Understanding Ductal Carcinoma In Situ Invasion using a Multiscale Agent-Based Model*

Ductal carcinoma in situ (DCIS) is commonly treated clinically through surgical resection. Although surgical options exist for resection, it is unclear which is optimal to reduce the likelihood of future invasive disease. This is further complicated by challenges in determining correct surgical margins from disease diagnostics, with mammographic imaging misidentifying surgical margins by as much as 2 cm vs. histological examination. We have implemented a threedimensional, hybrid multiscale model of DCIS to study disease initiation and progression. In order to shed new light on current biological questions and clinical challenges surrounding the disease, we present here an improved version of this model, with more biologically relevant molecular signaling pathways, cell phenotype hierarchies, and duct architecture variation.
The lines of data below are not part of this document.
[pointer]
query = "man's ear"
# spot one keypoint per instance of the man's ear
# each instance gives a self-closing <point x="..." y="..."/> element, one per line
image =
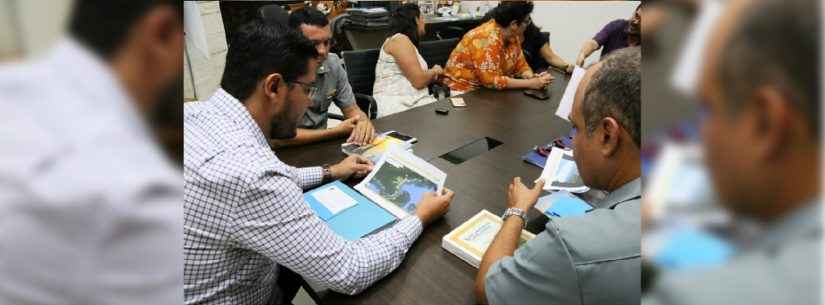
<point x="771" y="122"/>
<point x="609" y="134"/>
<point x="272" y="85"/>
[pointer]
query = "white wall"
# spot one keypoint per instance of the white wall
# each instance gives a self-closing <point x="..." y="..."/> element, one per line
<point x="206" y="72"/>
<point x="39" y="22"/>
<point x="571" y="23"/>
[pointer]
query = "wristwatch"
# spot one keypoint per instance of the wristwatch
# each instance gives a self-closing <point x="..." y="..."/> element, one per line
<point x="517" y="212"/>
<point x="327" y="173"/>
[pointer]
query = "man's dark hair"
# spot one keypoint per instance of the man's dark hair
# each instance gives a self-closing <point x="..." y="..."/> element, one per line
<point x="307" y="15"/>
<point x="103" y="25"/>
<point x="258" y="50"/>
<point x="776" y="42"/>
<point x="615" y="90"/>
<point x="508" y="11"/>
<point x="404" y="20"/>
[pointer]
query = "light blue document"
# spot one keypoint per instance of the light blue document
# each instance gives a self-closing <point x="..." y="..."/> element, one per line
<point x="347" y="212"/>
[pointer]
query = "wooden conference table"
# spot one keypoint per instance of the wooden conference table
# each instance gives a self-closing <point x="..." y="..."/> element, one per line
<point x="430" y="274"/>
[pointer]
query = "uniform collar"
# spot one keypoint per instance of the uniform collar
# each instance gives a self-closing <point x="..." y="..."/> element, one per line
<point x="626" y="192"/>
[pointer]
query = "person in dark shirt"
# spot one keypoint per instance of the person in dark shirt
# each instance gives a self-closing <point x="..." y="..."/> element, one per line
<point x="538" y="53"/>
<point x="537" y="50"/>
<point x="617" y="34"/>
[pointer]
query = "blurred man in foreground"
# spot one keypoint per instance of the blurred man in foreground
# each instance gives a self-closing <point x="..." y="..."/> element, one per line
<point x="90" y="208"/>
<point x="759" y="86"/>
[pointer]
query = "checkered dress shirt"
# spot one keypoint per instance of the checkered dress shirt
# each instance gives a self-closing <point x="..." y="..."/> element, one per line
<point x="244" y="215"/>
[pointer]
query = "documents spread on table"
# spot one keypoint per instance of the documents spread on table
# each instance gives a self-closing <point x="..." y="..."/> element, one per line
<point x="346" y="212"/>
<point x="374" y="150"/>
<point x="471" y="239"/>
<point x="399" y="180"/>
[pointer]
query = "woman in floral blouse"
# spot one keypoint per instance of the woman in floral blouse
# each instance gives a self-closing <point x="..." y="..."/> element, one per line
<point x="490" y="55"/>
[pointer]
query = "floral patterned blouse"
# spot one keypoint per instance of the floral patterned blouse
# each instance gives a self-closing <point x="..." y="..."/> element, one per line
<point x="481" y="59"/>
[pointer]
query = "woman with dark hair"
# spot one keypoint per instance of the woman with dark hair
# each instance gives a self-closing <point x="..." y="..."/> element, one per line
<point x="490" y="55"/>
<point x="401" y="74"/>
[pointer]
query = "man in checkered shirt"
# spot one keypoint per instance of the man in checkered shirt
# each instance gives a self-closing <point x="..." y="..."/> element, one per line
<point x="244" y="213"/>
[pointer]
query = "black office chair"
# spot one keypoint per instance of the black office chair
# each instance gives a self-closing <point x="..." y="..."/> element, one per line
<point x="274" y="14"/>
<point x="437" y="52"/>
<point x="360" y="67"/>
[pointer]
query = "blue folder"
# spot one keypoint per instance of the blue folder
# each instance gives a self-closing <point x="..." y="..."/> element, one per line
<point x="534" y="158"/>
<point x="566" y="204"/>
<point x="689" y="247"/>
<point x="354" y="222"/>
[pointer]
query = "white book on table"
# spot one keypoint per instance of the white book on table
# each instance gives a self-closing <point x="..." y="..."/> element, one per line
<point x="470" y="240"/>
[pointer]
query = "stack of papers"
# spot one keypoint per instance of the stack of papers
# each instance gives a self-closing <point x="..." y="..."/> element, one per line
<point x="561" y="174"/>
<point x="346" y="212"/>
<point x="390" y="192"/>
<point x="566" y="103"/>
<point x="471" y="239"/>
<point x="377" y="148"/>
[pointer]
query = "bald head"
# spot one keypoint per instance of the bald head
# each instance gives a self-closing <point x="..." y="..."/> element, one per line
<point x="767" y="43"/>
<point x="612" y="88"/>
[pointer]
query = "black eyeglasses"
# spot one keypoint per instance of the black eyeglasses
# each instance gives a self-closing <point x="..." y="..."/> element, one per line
<point x="308" y="88"/>
<point x="326" y="42"/>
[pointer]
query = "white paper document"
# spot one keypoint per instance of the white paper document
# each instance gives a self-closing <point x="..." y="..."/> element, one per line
<point x="561" y="174"/>
<point x="686" y="73"/>
<point x="566" y="103"/>
<point x="334" y="199"/>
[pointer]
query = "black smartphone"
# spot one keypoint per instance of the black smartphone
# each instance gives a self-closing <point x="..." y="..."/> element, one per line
<point x="402" y="137"/>
<point x="537" y="94"/>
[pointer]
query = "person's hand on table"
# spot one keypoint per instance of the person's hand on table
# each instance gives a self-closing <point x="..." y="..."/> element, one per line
<point x="347" y="126"/>
<point x="540" y="81"/>
<point x="519" y="196"/>
<point x="363" y="133"/>
<point x="438" y="70"/>
<point x="431" y="206"/>
<point x="569" y="69"/>
<point x="580" y="60"/>
<point x="353" y="166"/>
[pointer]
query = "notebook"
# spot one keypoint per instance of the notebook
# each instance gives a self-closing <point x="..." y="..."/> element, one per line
<point x="347" y="212"/>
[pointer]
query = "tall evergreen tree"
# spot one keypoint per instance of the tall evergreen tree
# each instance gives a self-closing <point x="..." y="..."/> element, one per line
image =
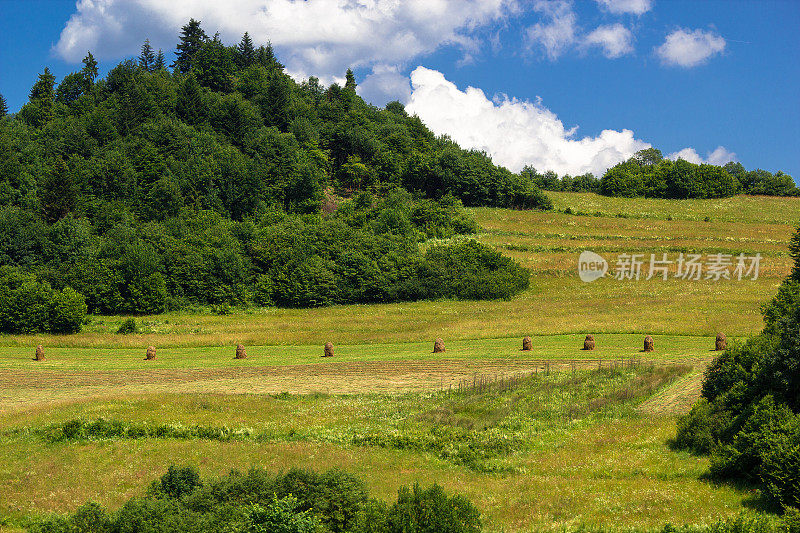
<point x="89" y="70"/>
<point x="191" y="40"/>
<point x="58" y="192"/>
<point x="147" y="58"/>
<point x="189" y="106"/>
<point x="160" y="63"/>
<point x="350" y="82"/>
<point x="245" y="51"/>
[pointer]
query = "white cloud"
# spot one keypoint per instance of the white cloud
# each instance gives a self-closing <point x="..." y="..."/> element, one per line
<point x="384" y="84"/>
<point x="616" y="40"/>
<point x="688" y="49"/>
<point x="514" y="132"/>
<point x="719" y="156"/>
<point x="319" y="37"/>
<point x="633" y="7"/>
<point x="559" y="33"/>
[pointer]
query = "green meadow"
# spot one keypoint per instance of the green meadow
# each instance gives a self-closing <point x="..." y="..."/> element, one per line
<point x="548" y="439"/>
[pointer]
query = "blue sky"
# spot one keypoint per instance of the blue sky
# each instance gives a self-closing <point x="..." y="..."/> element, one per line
<point x="572" y="86"/>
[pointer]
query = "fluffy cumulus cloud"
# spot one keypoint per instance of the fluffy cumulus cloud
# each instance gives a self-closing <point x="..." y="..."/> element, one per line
<point x="615" y="40"/>
<point x="559" y="33"/>
<point x="619" y="7"/>
<point x="684" y="48"/>
<point x="514" y="132"/>
<point x="719" y="156"/>
<point x="320" y="37"/>
<point x="384" y="84"/>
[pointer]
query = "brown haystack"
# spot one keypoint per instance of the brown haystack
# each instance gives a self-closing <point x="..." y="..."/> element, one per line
<point x="328" y="350"/>
<point x="438" y="346"/>
<point x="722" y="342"/>
<point x="588" y="342"/>
<point x="648" y="344"/>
In particular, a cell necrosis, lysis and calcification pathway has been incorporated into the model to help better understand the relationship between diagnostic imaging and the true extent of disease invasion. We observe that deficiencies in availability of molecular signaling molecules that upregulate cell proliferation may be overcome by dynamic shifts in phenotypic distributions within the disease mass. Hypoxia, necrosis, and calcification together functioned as a hypoxia relief mechanism, and were observed to maintain a consistent distance between the DCIS leading edge and the site of necrosis onset, providing insights for improving surgical margins.

• Publication year

  2018

• Venue

  Annual International Conference of the IEEE Engineering in Medicine and Biology Society

• Publication date

  2018-07-01

• Fields of study

  Medicine, Computer Science, Engineering

• Identifiers
  DOI 10.1109/EMBC.2018.8513542PMID 30441665
• External record

  Open on Semantic Scholar

• Source metadata

  Semantic Scholar, PubMed

• No claims are published for this paper.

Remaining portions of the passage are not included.